Separately, customer deposits increased by 16 per cent to €2.4 billion while customer loan drawdowns rose by 53 per cent to €1.5 billion.

Its net interest income was 13 per cent lower at €27.9 million on the back of continued downward pressure on interest rates.

The bank closed the year with a healthy common equity tier one ratio of 15.4 per cent.

Payroll costs

Barclays employed an average 102 staff during the year, down from 108 in 2015. Total payroll costs reduced by almost 1 per cent to €13.05 million.
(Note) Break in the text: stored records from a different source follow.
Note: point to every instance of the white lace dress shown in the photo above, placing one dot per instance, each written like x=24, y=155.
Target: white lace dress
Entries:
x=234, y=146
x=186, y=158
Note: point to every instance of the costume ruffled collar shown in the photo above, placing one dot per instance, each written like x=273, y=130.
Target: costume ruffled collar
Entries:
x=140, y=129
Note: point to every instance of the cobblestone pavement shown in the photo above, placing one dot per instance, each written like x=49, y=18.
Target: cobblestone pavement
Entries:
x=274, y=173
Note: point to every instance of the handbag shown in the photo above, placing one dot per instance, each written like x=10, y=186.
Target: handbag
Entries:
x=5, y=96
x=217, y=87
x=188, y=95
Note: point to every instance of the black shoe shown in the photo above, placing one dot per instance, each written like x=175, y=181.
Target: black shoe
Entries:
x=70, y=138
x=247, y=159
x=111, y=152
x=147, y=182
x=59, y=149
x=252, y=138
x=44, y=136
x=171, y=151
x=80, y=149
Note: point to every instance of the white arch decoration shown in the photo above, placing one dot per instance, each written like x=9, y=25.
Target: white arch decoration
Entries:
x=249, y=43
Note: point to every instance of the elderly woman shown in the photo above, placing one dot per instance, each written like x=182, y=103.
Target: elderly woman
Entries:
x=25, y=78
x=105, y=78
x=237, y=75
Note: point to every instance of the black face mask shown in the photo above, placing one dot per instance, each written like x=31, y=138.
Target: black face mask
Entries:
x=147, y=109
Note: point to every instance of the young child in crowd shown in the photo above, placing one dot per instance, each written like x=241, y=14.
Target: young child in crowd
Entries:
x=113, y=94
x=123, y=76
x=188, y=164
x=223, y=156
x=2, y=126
Directors’ remuneration rose to €1.1 million from €871,000 in 2015 while fees paid to non-executive directors increased by 8 per cent to €170,000.

No dividend was paid to its UK parent company.

Commenting on the results, a spokesman for Barclays said: “2016 was another very positive year for Barclays Bank Ireland as it continues to pursue opportunities to grow the business through a strategy, which plays on its core strengths in corporate banking and wealth and investment management.”

He said strong lending and further expansion of the asset base in the wealth, and investment management division resulted in a 25 per cent increase in income from fees and commission, and trading and foreign exchange.

In terms of major transactions during the year, Barclays was the sole issuing bank on a €100 million trade finance facility for ESB, handled the first live trade finance deal globally using blockchain for Ornua, and was joint book runner on a €500 million senior secured notes issuance by Eir.

Barclays' Irish business is set to get a new chief executive in the near future with Sasha Wiggins due to leave to become the bank's head of the east and south east for UK corporate banking.